Esa noche se levantó inquieta y fue al taller, donde estaba el resto de las figuras. Al ver los dedos esparcidos se quedó ahí, paralizada, confundida tal vez, y con el pulso titubeante empezó a engullirlos uno a uno. Los encontró bien de sabor y notó cómo el improvisado festín le sentaba bien. Había vuelto a comer aquello que vetó, pero no se sentía mal con el resultado del banquete. Tampoco tuvo complicaciones, ningún vómito, nada, de verdad, nada extraño. Se preguntó entonces por qué no, ¿cómo no iba a probar unos bocados tan exquisitos, con un olor a arcilla tierna tan destacable?

Olió al hombre en la cama, antes de que se despertara. Le había rociado un brazo y la mano con su dilución favorita. El formol es otra historia. Notó que lo quería. Y así dormido le resultaba más apetecible aún. Pero la dilución hizo que el hombre despertara, presa de unos ardores que le abarcaban la mano y parte del brazo, un dolor que la abrasaba la piel y que fue sangre también. Pegó un grito al verlo, horrorizado el hombre, sacudiéndose el sueño con la misma prontitud que tuvo para largarse. Nunca más regresó.  

10

Mashi siguió trabajando. No quería pensar en otra cosa que en el acto de crear y engullir, especificando qué fragmentos eran más propicios y aptos para su organismo. Creaba cada día maravillas y masticaba hasta el agotamiento. En momentos rememoraba los tiempos de la cabaña, el pueblo, el riachuelo, su amigo… Y no entendía cómo no echaba en falta aquel limo creador, aquellos fragmentos, aquellos cadáveres exquisitos, aquel producto único. Su propio cuerpo ofrecido a esta epifanía y al hambre de Saturno.

Otra idea tomó fuerza en su cabeza e intentó extraer su propia costilla para crear un nuevo ser.
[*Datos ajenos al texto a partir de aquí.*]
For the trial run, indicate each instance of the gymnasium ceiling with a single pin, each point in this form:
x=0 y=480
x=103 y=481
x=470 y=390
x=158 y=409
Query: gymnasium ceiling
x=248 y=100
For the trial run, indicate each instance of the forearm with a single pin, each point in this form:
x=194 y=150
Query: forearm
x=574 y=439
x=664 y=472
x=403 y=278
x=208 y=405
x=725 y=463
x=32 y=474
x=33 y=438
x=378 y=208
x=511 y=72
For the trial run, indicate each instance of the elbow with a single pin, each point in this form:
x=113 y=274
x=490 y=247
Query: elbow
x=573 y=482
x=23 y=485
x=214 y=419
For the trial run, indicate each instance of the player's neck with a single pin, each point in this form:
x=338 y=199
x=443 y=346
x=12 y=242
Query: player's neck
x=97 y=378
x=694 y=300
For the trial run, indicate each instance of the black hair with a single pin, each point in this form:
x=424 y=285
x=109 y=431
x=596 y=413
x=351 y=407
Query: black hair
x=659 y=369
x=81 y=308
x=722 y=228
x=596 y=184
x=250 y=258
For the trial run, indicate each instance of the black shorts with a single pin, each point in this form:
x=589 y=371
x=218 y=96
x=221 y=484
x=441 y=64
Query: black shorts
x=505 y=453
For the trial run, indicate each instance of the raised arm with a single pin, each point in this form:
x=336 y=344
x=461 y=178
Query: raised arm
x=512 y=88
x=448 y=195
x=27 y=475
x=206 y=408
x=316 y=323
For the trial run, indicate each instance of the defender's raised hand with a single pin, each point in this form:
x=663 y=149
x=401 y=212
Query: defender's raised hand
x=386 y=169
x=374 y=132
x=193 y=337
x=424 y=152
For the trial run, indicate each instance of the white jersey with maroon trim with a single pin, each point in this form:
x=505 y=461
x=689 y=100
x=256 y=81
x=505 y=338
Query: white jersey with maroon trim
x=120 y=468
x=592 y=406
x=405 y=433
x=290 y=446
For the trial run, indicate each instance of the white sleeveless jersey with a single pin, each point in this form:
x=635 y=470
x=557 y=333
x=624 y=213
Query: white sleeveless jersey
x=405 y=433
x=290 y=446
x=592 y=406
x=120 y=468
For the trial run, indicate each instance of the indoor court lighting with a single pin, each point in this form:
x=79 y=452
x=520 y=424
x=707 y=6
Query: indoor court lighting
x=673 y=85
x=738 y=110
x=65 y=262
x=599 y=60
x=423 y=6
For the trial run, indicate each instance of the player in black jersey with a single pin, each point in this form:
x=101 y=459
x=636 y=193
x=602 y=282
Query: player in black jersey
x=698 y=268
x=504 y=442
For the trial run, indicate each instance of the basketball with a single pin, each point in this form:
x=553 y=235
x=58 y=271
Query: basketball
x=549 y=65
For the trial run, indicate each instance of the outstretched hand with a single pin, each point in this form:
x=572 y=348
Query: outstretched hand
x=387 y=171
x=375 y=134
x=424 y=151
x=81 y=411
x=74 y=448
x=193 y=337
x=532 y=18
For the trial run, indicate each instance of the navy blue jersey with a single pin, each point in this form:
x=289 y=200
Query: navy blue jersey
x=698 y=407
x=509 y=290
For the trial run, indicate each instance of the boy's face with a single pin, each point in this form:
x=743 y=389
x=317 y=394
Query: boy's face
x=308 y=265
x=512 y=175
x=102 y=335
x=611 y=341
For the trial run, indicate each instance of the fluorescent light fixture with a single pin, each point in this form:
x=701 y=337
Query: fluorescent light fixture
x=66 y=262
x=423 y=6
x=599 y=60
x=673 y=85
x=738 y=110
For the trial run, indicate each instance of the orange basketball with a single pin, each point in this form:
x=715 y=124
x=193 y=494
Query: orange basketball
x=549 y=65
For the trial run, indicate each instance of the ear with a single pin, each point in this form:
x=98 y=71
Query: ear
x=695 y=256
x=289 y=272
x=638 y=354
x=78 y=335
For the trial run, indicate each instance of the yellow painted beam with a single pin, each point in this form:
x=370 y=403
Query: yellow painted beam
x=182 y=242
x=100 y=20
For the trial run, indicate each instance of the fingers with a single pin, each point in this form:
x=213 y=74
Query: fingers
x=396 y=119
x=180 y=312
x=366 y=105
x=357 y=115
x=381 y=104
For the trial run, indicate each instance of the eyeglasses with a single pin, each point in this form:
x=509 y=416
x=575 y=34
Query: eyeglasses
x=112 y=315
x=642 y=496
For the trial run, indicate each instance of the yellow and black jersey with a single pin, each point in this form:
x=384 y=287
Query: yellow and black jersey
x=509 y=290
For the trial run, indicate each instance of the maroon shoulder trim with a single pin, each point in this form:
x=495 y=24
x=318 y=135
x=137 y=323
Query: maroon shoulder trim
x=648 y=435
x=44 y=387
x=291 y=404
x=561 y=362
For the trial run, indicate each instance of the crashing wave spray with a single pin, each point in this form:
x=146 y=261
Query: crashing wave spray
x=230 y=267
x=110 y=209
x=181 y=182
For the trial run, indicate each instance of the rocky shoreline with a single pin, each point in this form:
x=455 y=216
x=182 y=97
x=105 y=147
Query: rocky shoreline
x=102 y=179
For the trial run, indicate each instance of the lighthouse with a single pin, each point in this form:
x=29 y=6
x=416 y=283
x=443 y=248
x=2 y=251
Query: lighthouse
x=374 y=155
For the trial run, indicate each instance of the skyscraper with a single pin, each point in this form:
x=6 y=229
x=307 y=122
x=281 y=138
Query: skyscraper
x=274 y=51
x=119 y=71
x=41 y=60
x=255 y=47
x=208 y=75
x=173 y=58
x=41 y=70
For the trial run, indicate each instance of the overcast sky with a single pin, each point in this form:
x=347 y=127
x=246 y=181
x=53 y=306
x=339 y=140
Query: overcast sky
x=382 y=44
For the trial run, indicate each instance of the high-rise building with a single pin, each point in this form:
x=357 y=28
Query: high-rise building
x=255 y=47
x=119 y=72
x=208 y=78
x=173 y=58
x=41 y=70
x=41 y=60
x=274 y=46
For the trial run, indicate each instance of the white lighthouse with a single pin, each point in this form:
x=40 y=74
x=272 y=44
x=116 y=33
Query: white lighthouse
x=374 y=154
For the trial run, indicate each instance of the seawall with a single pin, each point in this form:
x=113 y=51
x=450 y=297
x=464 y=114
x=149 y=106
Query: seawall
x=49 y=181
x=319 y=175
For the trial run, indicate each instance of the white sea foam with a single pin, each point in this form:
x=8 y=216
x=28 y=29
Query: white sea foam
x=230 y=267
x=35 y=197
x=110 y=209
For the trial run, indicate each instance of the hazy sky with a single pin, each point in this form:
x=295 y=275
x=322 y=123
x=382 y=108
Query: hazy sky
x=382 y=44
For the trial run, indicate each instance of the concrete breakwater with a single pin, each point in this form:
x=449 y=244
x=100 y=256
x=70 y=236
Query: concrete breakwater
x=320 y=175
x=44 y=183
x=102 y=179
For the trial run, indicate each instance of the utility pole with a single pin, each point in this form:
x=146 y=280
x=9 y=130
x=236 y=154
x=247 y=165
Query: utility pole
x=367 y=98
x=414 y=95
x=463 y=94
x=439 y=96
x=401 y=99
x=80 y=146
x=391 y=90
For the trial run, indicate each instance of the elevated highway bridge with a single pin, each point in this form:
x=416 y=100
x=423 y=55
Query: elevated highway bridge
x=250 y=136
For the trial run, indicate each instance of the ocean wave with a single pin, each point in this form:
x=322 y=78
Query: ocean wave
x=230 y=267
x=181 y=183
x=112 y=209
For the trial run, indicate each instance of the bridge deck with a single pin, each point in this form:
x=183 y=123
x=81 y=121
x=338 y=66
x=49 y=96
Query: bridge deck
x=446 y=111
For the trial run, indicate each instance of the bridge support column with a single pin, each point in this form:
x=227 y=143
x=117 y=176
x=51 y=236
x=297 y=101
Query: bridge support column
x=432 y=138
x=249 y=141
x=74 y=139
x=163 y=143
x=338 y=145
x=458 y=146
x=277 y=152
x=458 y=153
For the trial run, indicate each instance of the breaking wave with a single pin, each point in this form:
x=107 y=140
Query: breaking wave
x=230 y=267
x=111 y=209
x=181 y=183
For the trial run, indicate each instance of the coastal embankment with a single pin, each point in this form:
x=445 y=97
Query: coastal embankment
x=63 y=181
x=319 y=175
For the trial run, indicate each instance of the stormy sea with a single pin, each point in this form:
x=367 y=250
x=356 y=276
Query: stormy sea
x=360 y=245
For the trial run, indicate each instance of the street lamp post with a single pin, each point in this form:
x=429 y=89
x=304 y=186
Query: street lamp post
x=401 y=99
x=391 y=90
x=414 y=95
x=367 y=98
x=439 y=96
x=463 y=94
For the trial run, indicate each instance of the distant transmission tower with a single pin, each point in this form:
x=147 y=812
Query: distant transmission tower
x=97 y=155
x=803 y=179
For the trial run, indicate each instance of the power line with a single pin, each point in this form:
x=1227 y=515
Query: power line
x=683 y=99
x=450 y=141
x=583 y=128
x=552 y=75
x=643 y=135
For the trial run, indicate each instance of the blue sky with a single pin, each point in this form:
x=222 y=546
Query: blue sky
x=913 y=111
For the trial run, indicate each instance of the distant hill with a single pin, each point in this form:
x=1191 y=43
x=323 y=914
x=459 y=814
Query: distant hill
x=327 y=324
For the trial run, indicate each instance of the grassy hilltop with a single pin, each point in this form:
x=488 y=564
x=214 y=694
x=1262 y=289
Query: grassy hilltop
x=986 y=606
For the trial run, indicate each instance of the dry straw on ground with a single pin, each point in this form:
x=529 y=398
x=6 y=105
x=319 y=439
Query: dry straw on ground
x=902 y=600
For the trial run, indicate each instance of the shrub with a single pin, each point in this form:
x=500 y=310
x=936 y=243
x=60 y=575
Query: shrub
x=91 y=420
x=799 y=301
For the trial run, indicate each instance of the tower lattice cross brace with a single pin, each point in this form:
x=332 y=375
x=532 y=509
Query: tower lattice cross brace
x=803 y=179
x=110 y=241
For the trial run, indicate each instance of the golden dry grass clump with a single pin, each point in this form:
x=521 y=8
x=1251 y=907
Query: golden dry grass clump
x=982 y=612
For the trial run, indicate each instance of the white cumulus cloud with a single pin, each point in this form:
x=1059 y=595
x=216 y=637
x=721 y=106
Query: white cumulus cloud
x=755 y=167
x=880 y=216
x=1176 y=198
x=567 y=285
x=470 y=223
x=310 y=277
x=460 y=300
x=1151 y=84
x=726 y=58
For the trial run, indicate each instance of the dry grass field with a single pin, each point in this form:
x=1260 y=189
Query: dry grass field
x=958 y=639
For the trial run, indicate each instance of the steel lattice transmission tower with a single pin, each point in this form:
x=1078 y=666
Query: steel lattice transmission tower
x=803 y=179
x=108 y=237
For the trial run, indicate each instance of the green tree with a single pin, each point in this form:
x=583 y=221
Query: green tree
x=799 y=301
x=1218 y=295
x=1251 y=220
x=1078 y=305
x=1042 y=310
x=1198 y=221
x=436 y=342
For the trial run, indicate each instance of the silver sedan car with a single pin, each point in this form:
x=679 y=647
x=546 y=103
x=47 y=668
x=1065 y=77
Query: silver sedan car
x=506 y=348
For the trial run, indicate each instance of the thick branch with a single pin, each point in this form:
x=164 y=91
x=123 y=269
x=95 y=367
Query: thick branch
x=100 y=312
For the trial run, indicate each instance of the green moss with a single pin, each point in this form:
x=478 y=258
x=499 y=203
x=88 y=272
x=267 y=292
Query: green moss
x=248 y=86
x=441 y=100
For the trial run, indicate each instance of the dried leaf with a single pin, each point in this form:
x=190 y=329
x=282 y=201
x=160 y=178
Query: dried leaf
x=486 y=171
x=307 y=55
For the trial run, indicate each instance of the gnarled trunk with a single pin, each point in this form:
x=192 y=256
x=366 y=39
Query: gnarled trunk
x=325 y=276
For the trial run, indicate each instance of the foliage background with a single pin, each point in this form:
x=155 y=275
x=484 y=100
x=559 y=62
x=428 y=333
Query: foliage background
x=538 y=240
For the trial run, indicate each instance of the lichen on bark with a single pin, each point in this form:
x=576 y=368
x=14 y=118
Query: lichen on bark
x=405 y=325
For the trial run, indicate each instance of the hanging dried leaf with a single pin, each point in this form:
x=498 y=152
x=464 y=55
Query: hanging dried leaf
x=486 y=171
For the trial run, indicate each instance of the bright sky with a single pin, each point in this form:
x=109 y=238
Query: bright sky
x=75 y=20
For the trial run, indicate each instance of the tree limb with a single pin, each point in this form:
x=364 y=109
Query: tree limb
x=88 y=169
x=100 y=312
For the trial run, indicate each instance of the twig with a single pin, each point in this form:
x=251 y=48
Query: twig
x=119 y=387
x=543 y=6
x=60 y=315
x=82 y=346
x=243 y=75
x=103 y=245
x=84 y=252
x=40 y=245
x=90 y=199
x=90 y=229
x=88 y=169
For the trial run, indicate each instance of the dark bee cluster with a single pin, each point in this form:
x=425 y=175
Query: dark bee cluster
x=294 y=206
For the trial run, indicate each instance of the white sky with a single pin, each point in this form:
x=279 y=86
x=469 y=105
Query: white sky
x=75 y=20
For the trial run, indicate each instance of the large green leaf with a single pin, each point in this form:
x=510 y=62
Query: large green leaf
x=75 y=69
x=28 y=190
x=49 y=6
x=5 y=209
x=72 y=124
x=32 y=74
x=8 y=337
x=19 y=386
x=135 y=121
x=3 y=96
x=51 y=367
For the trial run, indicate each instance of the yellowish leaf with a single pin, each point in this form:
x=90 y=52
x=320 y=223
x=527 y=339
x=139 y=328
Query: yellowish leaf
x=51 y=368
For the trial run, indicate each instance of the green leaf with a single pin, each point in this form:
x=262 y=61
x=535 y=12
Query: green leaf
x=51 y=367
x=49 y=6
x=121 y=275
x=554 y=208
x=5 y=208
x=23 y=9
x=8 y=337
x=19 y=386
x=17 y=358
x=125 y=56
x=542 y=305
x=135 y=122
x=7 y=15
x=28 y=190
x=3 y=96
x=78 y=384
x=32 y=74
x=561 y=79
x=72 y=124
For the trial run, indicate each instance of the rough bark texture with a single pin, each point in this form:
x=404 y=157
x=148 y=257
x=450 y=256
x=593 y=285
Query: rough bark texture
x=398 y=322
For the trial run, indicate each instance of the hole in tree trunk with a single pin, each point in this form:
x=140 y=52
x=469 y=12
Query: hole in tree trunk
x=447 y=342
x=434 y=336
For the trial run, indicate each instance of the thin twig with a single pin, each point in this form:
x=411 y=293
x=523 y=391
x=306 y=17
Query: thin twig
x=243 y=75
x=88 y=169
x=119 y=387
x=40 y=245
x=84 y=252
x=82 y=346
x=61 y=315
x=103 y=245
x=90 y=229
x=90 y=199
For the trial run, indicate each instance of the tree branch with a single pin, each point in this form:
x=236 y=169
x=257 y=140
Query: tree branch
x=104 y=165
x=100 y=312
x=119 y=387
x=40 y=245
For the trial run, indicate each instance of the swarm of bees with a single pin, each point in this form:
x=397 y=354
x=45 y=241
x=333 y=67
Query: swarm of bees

Lo intentó atrozmente y, en su debilidad creciente, entre delirios de dolor e inconsciencia, desistió. La oscuridad iba en aumento. Y desde el suelo, revisando con esmero su laboratorio, creyendo comprender a A.G., pudo decirse con certeza por qué su estudio era tan pequeño y sus hábitos alimenticios tan austeros, por qué su necesidad de horarios nocturnos, tan prestos a ensoñaciones, así como la esbeltez de su estética. Pensó en su humanidad. Se esforzó y comió lo que comió. El éxtasis le había revelado la proximidad a lo divino.

En la autopsia el diagnóstico describía una hemorragia interna, aunque se resaltaba una cirrosis creciente que habría acabado también con su vida. Nunca pudieron saber, debido al desorden y las mutilaciones realizadas, que aquel intento anduvo tan cercano a las ideas Alfa y Omega.